Bad generalization: "não errar em conventional commits regex" (too narrow — just restates the error).
Good generalization: "validar qualquer regex-based matching contra a spec/fonte autoritativa antes de usar" (covers all pattern-matching against public standards).

## 3. Persist as Lesson

Create a lesson file:

- **Location**: `~/.copilot/lessons/` (create directory if it doesn't exist)
- **Name**: `L{NNN}-{slug}.md` — NNN is zero-padded sequential, slug is kebab-case of the title
- **Before creating**: check existing files to determine the next sequential ID

### Template

```markdown
---
id: L{NNN}
tags: [{action}, {domain}]
confidence: 0.7
created: {YYYY-MM-DD}
cause: {cause-classification}
---

# {Title — imperative, max 60 chars}

## Resumo
{Max 2 lines. This is what gets injected into agent context by the lesson-injector hook.
Keep it dense and actionable — the hook injects ONLY this.}

## Registro
- **O que aconteceu**: {describe the concrete error}
- **Causa raiz**: {classification} — {explanation of why it happened}
- **Correção aplicada**: {what the user corrected}
- **Generalização**: {generic rule derived from this case}
```

### Rules for the Template

- The **Resumo** MUST be max 2 lines — it's the injected payload. Dense and actionable.
- The **id** is sequential — list `~/.copilot/lessons/L*.md` and increment from the highest found. Start at `L001` if no lessons exist.
- **confidence** starts at `0.7` for direct user corrections. Higher confidence (0.8-0.9) is reserved for lessons confirmed by multiple occurrences.

## 4. Assign Tags

Tags determine when the lesson-injector hook surfaces this lesson. Use relevant combinations:

**Action tags** (what the agent was doing):
`create`, `modify`, `delete`, `search`, `configure`, `fix`

**Domain tags** (what area was involved):
`file-operations`, `git`, `regex`, `api`, `testing`, `hooks`, `agents`, `skills`, `shell`, `cross-platform`, `yaml`, `json`, `markdown`, `dependencies`

Assign 2-4 tags per lesson. At least one action tag and one domain tag.

## 5. Confirm with the User

Before saving the lesson file, present:
1. The **generalization** you derived
2. The **tags** you chose
3. The **resumo** (2-line summary)

Ask: *"Essa generalização faz sentido? Cobre bem o cenário?"*

Only save after the user confirms or adjusts.

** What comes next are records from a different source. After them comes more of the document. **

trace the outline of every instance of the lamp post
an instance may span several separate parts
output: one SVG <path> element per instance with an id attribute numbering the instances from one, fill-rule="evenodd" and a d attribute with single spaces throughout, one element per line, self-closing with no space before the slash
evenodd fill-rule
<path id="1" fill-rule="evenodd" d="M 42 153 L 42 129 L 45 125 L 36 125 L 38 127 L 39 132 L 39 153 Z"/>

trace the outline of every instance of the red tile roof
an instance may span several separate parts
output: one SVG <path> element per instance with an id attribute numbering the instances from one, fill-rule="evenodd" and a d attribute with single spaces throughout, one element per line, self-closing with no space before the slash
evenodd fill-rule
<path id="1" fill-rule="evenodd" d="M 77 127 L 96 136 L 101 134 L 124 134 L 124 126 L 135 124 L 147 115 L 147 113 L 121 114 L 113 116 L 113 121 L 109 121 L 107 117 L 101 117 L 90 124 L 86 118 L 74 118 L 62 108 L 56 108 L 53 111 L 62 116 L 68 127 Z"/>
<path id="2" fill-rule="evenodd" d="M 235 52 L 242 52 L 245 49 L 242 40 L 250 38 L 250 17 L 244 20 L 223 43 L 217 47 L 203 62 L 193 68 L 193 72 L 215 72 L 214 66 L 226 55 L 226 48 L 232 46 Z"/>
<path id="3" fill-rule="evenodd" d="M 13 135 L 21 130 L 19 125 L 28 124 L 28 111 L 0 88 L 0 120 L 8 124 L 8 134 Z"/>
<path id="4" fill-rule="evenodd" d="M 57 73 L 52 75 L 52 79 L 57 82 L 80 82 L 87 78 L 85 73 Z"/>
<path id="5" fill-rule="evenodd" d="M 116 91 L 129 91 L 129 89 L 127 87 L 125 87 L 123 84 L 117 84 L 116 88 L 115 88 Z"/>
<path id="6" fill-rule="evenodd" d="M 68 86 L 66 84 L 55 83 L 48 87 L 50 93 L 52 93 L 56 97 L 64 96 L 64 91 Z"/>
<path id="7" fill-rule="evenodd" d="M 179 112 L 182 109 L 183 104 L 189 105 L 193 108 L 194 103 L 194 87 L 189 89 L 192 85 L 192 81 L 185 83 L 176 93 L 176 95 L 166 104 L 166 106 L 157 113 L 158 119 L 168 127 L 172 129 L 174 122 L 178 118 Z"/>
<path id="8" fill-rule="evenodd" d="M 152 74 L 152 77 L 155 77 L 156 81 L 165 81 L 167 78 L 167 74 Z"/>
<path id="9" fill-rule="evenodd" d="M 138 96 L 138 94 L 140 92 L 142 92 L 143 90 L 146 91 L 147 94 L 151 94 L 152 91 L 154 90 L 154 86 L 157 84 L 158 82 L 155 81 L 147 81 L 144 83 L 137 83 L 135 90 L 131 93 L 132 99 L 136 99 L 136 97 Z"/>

## 6. Consolidation (30+ lessons)

When the lessons directory has 30 or more active lessons:

1. **Identify clusters** — lessons with the same `cause` classification or overlapping tags
2. **Propose merges** — combine similar lessons into one broader lesson with higher confidence
3. **Archive absorbed lessons** — move merged originals to `~/.copilot/lessons/archive/`
4. **Resequence is NOT needed** — IDs are permanent identifiers, gaps are fine

### Merge Example

Before:
- `L003` — "Ler arquivo antes de editar" (tags: modify, file-operations)
- `L012` — "Verificar estado do git antes de commit" (tags: modify, git)
- `L018` — "Checar config existente antes de alterar" (tags: modify, configure)

After merge:
- `L031` — "Sempre verificar estado atual antes de qualquer modificação" (tags: modify, file-operations, git, configure) — confidence: 0.85

Archived: L003, L012, L018 → `~/.copilot/lessons/archive/`

## Rules

- **NEVER** save a lesson without user confirmation of the generalization
- **NEVER** write a resumo longer than 2 lines — the hook has a 500-char context budget
- **ALWAYS** check existing IDs before creating a new lesson — avoid ID collision
- **ALWAYS** classify the root cause — "I made a mistake" is not a classification
- **ALWAYS** generalize beyond the specific case — a lesson that only covers one scenario is a note, not a lesson
- Confidence starts at 0.7 — only increase when the same lesson prevents a recurrence or the user explicitly validates it as high-value

## Integration with lesson-injector Hook

The **lesson-injector** hook (`~/.copilot/hooks/scripts/lesson-injector.ps1`) automatically injects relevant lessons from `~/.copilot/lessons/` into the agent's context at PreToolUse. This closes the feedback loop:

1. User corrects agent → **error-learning** skill creates a lesson
2. Next interaction → **lesson-injector** hook injects relevant lessons
3. Agent avoids repeating the same mistake

You don't need to manually reference lessons — the hook handles injection based on tags and relevance.